OTTAWA – The Bank of Canada says its trend-setting interest rate should not be considered the primary tool responsible for shoring up the country’s financial system.
In prepared remarks of a speech today, deputy bank governor Timothy Lane says other regulatory measures are also needed to help maintain financial stability and address any emerging vulnerabilities.
He says some of those regulatory measures include tightened mortgage-financing regulations introduced in recent years — such as the increase to minimum down payments.
Lane also says in some cases government spending — or fiscal stimulus — may be necessary, though he warns that excessively expanding public debt can have its own negative effects on the financial system.

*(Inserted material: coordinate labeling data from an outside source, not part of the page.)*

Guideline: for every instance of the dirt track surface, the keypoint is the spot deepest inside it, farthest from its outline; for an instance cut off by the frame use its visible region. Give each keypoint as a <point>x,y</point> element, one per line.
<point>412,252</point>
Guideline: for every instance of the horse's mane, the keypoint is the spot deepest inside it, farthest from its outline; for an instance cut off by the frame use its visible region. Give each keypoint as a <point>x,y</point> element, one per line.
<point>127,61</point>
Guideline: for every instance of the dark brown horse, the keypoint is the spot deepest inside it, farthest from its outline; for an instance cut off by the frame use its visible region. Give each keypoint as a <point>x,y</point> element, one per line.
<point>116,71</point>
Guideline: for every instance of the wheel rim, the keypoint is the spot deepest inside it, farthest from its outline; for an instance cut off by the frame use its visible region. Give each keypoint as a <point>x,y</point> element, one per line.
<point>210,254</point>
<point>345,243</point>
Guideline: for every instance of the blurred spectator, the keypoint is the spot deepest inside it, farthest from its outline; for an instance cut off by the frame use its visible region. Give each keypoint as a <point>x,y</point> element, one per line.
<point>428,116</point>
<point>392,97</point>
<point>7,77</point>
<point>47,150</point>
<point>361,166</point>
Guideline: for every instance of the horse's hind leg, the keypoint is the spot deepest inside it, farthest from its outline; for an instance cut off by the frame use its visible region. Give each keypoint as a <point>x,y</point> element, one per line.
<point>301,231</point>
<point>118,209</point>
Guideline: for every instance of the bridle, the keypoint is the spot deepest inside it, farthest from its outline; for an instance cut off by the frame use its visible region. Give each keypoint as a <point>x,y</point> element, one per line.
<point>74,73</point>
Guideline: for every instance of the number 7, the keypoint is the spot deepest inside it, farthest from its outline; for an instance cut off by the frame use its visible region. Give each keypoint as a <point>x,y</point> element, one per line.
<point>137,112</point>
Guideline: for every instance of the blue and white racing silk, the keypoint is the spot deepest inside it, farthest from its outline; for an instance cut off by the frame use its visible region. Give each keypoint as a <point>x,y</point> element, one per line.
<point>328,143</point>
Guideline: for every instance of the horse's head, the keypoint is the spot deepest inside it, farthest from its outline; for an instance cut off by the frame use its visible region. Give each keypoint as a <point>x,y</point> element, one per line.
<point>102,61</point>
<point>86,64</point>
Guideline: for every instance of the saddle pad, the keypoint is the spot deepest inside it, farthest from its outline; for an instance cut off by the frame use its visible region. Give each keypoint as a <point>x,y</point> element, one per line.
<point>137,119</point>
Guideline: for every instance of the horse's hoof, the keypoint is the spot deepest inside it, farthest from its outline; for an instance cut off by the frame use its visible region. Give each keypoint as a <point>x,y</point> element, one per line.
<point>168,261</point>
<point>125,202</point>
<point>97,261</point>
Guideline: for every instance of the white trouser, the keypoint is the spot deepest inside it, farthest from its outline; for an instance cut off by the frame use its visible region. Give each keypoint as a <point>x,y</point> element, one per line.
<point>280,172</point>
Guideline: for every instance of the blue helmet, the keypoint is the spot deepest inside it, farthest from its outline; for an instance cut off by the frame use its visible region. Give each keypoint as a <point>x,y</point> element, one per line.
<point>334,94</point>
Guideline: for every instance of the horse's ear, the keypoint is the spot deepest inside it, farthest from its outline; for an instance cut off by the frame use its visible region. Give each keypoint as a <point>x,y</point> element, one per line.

The central bank says the most concerning vulnerability is the combination of climbing household debt and elevated house prices — a situation it predicts will continue to edge higher due to the prolonged period of low interest rates.
Lane says the Bank of Canada is exploring the question of whether its monetary policy decisions should account for the stability of the financial system and in preventing future crises.
The comments come as fears persist over a possible bubble in the Vancouver and Toronto housing markets.
Concern on that front prompted the federal government to move to tap the brakes on the sale of higher priced homes in December, when new mortgage rules were announced.
The changes, which come into effect this month, will require bigger down payments for buyers.
But the changes might not slow the two markets all that much, Kavcic predicted. In fact, it could have also helped accelerate things last month.
“The mere perception in the market that minimum down payments are going up this month is probably pulling forward some sales,” BMO economist Robert Kavcic said.